扮「玉女」呢!她扎著兩個發髻兒,綁著長長的金緞帶,臉容被人涂得粉白粉白,還在頰邊夸張地抹開兩片紅暈,把唇兒也抿成發亮的朱紅,乍見下,真瞧不出是她。
藝閣其實挺像是去掉頂蓋的大轎,每一頂皆由十六至二十人抬架,扮演的人在上頭或坐或立,依照所扮的角色拿捏動作,如觀音菩薩就得眼觀鼻、鼻觀心地端坐在蓮花座上,可不能學孫猴子提著金箍棒竄上竄下,同追在藝閣邊的孩童鬧成一氣哩。

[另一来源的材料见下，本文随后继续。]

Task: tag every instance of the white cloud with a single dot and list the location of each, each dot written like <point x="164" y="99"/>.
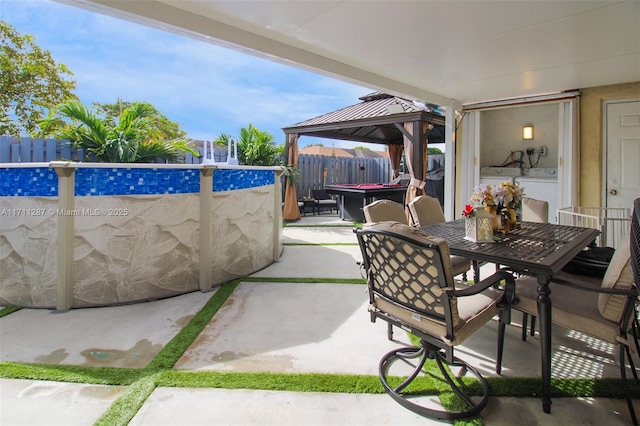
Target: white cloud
<point x="207" y="88"/>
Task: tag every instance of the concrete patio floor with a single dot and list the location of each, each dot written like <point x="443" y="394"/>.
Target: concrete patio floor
<point x="283" y="327"/>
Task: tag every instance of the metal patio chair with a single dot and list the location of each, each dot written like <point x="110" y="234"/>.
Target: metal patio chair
<point x="425" y="211"/>
<point x="410" y="285"/>
<point x="603" y="308"/>
<point x="385" y="210"/>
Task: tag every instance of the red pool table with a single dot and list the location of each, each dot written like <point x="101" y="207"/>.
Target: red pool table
<point x="353" y="197"/>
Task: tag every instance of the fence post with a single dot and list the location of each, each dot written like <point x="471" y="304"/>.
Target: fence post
<point x="66" y="214"/>
<point x="206" y="194"/>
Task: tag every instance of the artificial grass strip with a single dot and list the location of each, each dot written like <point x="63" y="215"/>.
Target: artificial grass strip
<point x="562" y="388"/>
<point x="305" y="280"/>
<point x="9" y="310"/>
<point x="172" y="351"/>
<point x="294" y="382"/>
<point x="129" y="403"/>
<point x="321" y="244"/>
<point x="327" y="225"/>
<point x="71" y="373"/>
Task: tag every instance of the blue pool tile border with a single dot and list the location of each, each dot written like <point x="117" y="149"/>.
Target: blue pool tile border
<point x="43" y="181"/>
<point x="230" y="180"/>
<point x="28" y="182"/>
<point x="118" y="181"/>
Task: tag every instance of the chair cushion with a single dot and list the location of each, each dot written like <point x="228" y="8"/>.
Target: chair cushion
<point x="571" y="308"/>
<point x="473" y="312"/>
<point x="619" y="275"/>
<point x="385" y="210"/>
<point x="426" y="211"/>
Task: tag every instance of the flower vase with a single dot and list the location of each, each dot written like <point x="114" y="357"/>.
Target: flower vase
<point x="493" y="210"/>
<point x="511" y="217"/>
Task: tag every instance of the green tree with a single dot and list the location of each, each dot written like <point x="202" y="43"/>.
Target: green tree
<point x="255" y="147"/>
<point x="111" y="112"/>
<point x="133" y="137"/>
<point x="31" y="83"/>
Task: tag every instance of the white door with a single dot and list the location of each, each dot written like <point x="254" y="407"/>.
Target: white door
<point x="622" y="153"/>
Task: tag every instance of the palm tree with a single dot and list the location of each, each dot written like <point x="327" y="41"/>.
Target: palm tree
<point x="133" y="138"/>
<point x="256" y="148"/>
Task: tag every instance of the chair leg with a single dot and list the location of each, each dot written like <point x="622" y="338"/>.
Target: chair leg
<point x="635" y="328"/>
<point x="623" y="375"/>
<point x="415" y="358"/>
<point x="532" y="332"/>
<point x="501" y="329"/>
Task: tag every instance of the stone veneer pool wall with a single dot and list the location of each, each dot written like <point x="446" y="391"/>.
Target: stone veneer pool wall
<point x="79" y="235"/>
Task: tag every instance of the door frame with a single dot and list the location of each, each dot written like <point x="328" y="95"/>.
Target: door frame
<point x="605" y="145"/>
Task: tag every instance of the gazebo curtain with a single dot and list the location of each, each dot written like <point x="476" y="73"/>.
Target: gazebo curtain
<point x="291" y="211"/>
<point x="415" y="148"/>
<point x="395" y="156"/>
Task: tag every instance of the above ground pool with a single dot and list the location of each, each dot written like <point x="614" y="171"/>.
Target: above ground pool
<point x="92" y="234"/>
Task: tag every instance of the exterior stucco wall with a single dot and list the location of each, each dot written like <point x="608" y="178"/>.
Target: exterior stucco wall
<point x="591" y="137"/>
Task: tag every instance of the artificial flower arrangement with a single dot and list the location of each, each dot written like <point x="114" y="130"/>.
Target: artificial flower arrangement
<point x="507" y="194"/>
<point x="503" y="200"/>
<point x="469" y="211"/>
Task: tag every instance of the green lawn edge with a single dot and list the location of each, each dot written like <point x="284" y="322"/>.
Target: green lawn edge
<point x="160" y="372"/>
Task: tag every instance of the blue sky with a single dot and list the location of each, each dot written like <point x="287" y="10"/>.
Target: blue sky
<point x="206" y="88"/>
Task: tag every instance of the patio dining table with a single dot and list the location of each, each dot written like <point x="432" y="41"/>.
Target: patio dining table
<point x="537" y="249"/>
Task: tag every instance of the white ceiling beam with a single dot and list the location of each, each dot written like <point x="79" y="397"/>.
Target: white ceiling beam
<point x="169" y="18"/>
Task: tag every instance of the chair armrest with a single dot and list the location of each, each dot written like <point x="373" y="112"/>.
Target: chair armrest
<point x="633" y="291"/>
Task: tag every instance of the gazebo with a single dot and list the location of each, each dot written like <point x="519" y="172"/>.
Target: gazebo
<point x="380" y="118"/>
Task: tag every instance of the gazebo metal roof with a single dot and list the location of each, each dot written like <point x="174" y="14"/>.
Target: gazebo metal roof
<point x="374" y="120"/>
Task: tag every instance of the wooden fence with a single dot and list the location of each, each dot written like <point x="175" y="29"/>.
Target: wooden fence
<point x="316" y="171"/>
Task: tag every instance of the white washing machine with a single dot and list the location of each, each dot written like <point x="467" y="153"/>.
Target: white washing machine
<point x="542" y="184"/>
<point x="497" y="175"/>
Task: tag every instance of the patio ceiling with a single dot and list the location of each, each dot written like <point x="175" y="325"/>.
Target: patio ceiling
<point x="443" y="52"/>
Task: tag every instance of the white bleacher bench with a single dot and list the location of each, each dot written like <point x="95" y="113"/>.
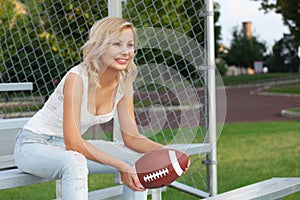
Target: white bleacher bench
<point x="11" y="176"/>
<point x="271" y="189"/>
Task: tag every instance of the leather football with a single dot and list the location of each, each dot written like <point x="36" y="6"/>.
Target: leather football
<point x="159" y="168"/>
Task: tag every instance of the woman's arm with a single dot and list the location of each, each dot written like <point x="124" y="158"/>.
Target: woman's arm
<point x="73" y="91"/>
<point x="131" y="136"/>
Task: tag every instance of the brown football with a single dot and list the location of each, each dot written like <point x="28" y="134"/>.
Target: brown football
<point x="161" y="167"/>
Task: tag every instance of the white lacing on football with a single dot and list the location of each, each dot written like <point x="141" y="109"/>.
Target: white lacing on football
<point x="156" y="175"/>
<point x="175" y="163"/>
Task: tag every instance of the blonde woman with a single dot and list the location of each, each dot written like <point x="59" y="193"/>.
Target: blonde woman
<point x="94" y="92"/>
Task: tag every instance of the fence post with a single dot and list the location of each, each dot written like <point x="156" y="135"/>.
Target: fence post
<point x="211" y="97"/>
<point x="115" y="8"/>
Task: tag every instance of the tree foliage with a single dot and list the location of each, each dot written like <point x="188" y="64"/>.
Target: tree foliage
<point x="284" y="57"/>
<point x="244" y="51"/>
<point x="41" y="39"/>
<point x="290" y="11"/>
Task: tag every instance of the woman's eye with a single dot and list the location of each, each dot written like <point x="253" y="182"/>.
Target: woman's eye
<point x="130" y="45"/>
<point x="117" y="44"/>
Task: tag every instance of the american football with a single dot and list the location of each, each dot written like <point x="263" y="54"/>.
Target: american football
<point x="161" y="167"/>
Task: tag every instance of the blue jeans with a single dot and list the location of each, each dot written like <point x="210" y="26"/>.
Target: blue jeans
<point x="46" y="156"/>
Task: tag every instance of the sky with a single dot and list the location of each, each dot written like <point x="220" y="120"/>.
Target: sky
<point x="266" y="27"/>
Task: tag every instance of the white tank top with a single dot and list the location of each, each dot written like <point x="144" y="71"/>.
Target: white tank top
<point x="49" y="119"/>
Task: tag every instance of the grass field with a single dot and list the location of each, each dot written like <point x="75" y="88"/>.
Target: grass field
<point x="247" y="153"/>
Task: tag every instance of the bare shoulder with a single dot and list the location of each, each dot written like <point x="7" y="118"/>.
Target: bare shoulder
<point x="73" y="84"/>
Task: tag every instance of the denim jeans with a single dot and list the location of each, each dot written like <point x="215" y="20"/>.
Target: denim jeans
<point x="46" y="156"/>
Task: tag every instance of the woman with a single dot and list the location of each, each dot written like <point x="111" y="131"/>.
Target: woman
<point x="50" y="144"/>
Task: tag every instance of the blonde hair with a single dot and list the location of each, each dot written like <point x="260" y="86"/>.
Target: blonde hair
<point x="102" y="33"/>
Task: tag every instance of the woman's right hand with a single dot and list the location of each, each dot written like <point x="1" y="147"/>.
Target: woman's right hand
<point x="130" y="178"/>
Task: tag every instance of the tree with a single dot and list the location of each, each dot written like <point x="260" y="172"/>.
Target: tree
<point x="290" y="13"/>
<point x="180" y="16"/>
<point x="244" y="51"/>
<point x="284" y="57"/>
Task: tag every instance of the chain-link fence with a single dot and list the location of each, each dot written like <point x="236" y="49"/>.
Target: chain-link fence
<point x="41" y="41"/>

今年的藝閣頗有互別苗頭的氣味兒。觀潮盛況一過,剛開場游街,扮七仙女的藝閣上已傳來古箏、琵琶等樂器的合奏,兩旁百姓指指點點,你一言我一語地,興奮得不得了,再加上另一頂藝閣上連西域舞團也請了來,那幾個外族姑娘揮袖輕舞,縴腰微露,系在腕間的鈴鐺清脆作響,怎不引人注目?
鳳寧芙一身明媚,首次扮角,興奮之余還帶著幾分緊張,她手里挽著小籃,另一手不斷地輕撒花瓣,美則美矣,可夾道的百姓朝她瞄了幾眼,視線隨即讓後頭載歌載舞的藝閣給誘了去。
「媽的,這不是存心較勁兒嗎?」通天海好不容易逃過一「劫」,此時寬肩上正頂著粗大圓木,在扛轎的行列里。
扮著「金童」的小淘沙一樣耐不住了,跟著嚷嚷︰「不成的,他們胃口給養刁,喜歡新鮮玩意兒,沒人愛看咱們這『潮神顯靈救漁民』的戲碼啦!嗚~~咱這張金童玉臉可費了好大功夫琢磨,嗚~~二爺,咱好不甘心啊!」說著,頭哀怨地往一旁漁夫扮相的男子靠去。
「別挨在我身上胡蹭,成什麼樣了?」福無至笑罵一句,肩微動,將小淘沙的頭給頂將回去。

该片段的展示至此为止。